On 9 February 2021, Branch 54 of the Court of Appeals of the Revolutionary Court upheld the verdict issued by Branch 15 of the Revolutionary Court, which had sentenced Soha Mortezaie to six years in prison on charges of “gathering and collusion against national security.”

On 9 November 2020, Branch 15 of the Revolutionary Court convicted student unionist and woman human rights defender Soha Mortezaie of “gathering and colluding against national security”, and sentenced her to six years in prison.

On 22 January, Soha Mortezaie was released on bail following a hunger strike and on 30 January the appeals court reduced her sentence to one year imprisonment, yet upheld the ban on membership of goups and media activity. On 1 May 2020, she was summoned to serve her sentence, but has not presented herself for fear of prison conditions during COVID-19.

About Soha Mortezaie

Soha MortezaieSoha Mortezaie is a student union activist and former secretary of the student union of the University of Tehran. As a result of her work with student unions, Soha Mortezaie has been denied access to education.

10 February 2021
Woman human rights defender Soha Mortezaie’s verdict upheld

On 9 February 2021, Branch 54 of the Court of Appeals of the Revolutionary Court upheld the verdict issued by Branch 15 of the Revolutionary Court, which had sentenced Soha Mortezaie to six years in prison on charges of “gathering and collusion against national security.”

According to her lawyer, a sit-in at the university to protest against the denial of permission for her to undertake PhD studies is one of the main reasons the woman human rights defender was sentenced. Protests against the veil bill at the University of Tehran, participation in the November 2019 protests at the University of Tehran, and the activity in the student union council are other examples of her human rights work for which she is being judicially harassed.

11 November 2020
Soha Mortezaie convicted

On 9 November 2020, Branch 15 of the Revolutionary Court convicted student unionist and woman human rights defender Soha Mortezaie of “gathering and colluding against national security”, and sentenced her to six years in prison.

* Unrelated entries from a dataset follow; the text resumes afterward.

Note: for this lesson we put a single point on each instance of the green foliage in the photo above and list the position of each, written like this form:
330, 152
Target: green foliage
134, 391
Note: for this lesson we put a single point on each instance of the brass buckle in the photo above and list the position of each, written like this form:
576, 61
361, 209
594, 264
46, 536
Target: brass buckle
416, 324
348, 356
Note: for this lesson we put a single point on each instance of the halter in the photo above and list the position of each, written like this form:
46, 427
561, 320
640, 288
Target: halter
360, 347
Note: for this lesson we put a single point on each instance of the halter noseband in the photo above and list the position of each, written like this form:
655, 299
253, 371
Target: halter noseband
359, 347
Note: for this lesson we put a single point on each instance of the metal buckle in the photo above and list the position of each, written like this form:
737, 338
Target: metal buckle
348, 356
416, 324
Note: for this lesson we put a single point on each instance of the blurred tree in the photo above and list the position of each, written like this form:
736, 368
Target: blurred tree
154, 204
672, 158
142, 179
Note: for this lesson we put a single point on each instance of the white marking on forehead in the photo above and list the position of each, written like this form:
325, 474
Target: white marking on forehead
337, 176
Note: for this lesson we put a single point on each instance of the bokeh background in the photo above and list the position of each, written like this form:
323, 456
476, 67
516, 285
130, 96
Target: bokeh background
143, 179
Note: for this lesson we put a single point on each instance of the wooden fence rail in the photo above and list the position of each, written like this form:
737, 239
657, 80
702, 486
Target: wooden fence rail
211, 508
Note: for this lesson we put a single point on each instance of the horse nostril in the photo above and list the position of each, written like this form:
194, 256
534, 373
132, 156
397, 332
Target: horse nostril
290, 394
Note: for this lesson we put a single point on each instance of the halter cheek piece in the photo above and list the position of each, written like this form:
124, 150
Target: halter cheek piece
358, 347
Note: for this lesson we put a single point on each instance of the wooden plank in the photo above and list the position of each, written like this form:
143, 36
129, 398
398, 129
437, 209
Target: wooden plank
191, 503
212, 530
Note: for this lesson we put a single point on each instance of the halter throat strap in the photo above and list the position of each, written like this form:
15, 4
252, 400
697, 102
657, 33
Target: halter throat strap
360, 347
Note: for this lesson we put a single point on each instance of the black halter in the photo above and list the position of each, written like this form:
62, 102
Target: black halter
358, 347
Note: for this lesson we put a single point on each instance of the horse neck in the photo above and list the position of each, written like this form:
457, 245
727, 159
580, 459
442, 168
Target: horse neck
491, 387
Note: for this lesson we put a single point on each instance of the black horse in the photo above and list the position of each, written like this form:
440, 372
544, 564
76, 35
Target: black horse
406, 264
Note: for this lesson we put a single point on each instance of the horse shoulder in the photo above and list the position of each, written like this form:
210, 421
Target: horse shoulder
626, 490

She believes that the charges relate to her activities in defence of her right to education in Iran. In September 2019, university security authorities blocked Soha Mortezaie from enrolling in a PhD, to which she had previously been accepted. Beginning in October 2019, she held a one month sit-in protest at the University of Tehran. Furthermore, in November 2019 she participated in a demonstration in the University of Tehran, and was active in the university union council, protesting against the arbitrary denial of her right to education.

1 May 2020
Soha Mortezaie summoned to serve sentence

In September 2019, Soha Mortezaie was accepted for a PhD in political science at the University of Tehran, however she was barred from officially enrolling by security authorities. On 9 October 2019 she wrote a letter to University’s president Mahmoud Nili Ahmadabadi, criticising him of depriving her of access to education, along with the Intelligence Ministry and the Security Department of Tehran University. On 17 November 2019, Soha Mortezaie was arrested in the university after holding a sit-in for one month in the University in protest. On 27 November, her elected lawyer announced that he had been denied access to his client and that the Moghaddas court had issued a temporary detention order.

Soha Mortezaie’s family have received threats and been harassed by the security authorities as a result of her sit-in, among them being a threat to admit the student activist to a mental hospital and subject her to electric shock treatment.

On 22 January, Soha Mortezaie was released on bail following a hunger strike and on 30 January the appeals court reduced her sentence to one year imprisonment, yet upheld the ban on membership of goups and media activity. On 1 May 2020, she was summoned to serve her sentence, but has not presented herself for fear of prison conditions during COVID-19.